Effects on blood pressure genes
Trotters with the EPH haplotype had significantly lower blood pressure during and after exercise than trotters with the SPH haplotype. There was no difference before exercise, which suggested to the researchers that the EPH’s blood pressure regulation was related to exercise.
They also found the EPH haplotype decreased the levels of endothelin1 (EDN1) and increased the levels of endothelin3 (EDN3) — two proteins involved in regulating blood pressure — in the blood.
The EPH/SPH gene was located around 50,000 base-pairs away from the gene that made the EDN3 protein, so the researchers surmised the haplotype served as an enhancer.
That is, if the EPH and the SPH haplotypes enhanced the expression of the EDN3 expression in different ways, they could result in different blood pressure regulation pathways, leading to the differences in racing performance.

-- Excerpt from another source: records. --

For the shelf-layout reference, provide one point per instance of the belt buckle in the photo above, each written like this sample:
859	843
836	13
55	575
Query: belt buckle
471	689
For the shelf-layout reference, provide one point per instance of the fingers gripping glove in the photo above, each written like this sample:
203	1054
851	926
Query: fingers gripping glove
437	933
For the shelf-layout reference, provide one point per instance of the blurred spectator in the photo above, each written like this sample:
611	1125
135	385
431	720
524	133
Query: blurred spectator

Taking the rough with the smooth
The researchers found the EPH/SPH haplotype gene was located in chromosome 22 in horse cells and in chromosome 20 in human cells. They conducted an experiment using human heart tissue to identify the promoters that interacted with the corresponding human sequence.
They found all the promoters that interacted with this sequence belonged to known blood pressure genes. Some of the proteins encoded by these genes also interacted with the EDN3 gene. Thus, the researchers were able to confirm the human counterpart of the horses’ ‘racing’ gene had a role in regulating blood pressure.

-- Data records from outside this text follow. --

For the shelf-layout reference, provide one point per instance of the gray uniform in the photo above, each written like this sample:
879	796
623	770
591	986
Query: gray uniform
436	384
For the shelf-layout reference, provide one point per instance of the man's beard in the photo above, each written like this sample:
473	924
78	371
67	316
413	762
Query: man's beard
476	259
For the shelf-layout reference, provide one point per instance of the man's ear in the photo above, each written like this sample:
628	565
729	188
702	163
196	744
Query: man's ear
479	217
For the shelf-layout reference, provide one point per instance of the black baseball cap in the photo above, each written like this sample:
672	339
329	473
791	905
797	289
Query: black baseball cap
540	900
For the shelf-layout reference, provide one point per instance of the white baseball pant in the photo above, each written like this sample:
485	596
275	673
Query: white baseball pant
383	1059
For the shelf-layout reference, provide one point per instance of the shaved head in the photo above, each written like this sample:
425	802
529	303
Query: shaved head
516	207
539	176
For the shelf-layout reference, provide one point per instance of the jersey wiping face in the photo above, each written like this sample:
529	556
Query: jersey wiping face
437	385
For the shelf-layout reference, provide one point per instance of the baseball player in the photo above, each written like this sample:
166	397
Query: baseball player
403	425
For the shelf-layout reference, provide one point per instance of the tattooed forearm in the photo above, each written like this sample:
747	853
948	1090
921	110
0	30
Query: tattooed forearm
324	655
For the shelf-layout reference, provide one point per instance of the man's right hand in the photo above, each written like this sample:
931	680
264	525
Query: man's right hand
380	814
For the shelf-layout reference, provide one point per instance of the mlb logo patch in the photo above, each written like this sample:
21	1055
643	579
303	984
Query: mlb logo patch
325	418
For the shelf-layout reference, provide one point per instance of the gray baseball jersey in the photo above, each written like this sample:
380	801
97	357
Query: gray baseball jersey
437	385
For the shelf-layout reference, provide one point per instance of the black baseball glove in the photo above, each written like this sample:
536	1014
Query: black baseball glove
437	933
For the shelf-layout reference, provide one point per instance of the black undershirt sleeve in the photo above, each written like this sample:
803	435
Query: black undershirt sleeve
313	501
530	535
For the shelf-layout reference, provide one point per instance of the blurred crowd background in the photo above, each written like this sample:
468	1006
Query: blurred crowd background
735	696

“These results are key to understanding the biological mechanisms behind blood pressure regulation in both human and horse elite athletic performance,” the researchers wrote in their paper.
Had the Nordic breeders been more scrupulous, they may not have allowed the EPH haplotype to be smuggled into the cold-blooded trotter’s genome. Had the race stewards been less scrupulous, corrupt practices such as doping or throwing the race might have made it harder to detect the superior performance because of EPH in the racing data. In this instance, the combination of human foibles and rectitude was just right.
D.P. Kasbekar is a retired scientist.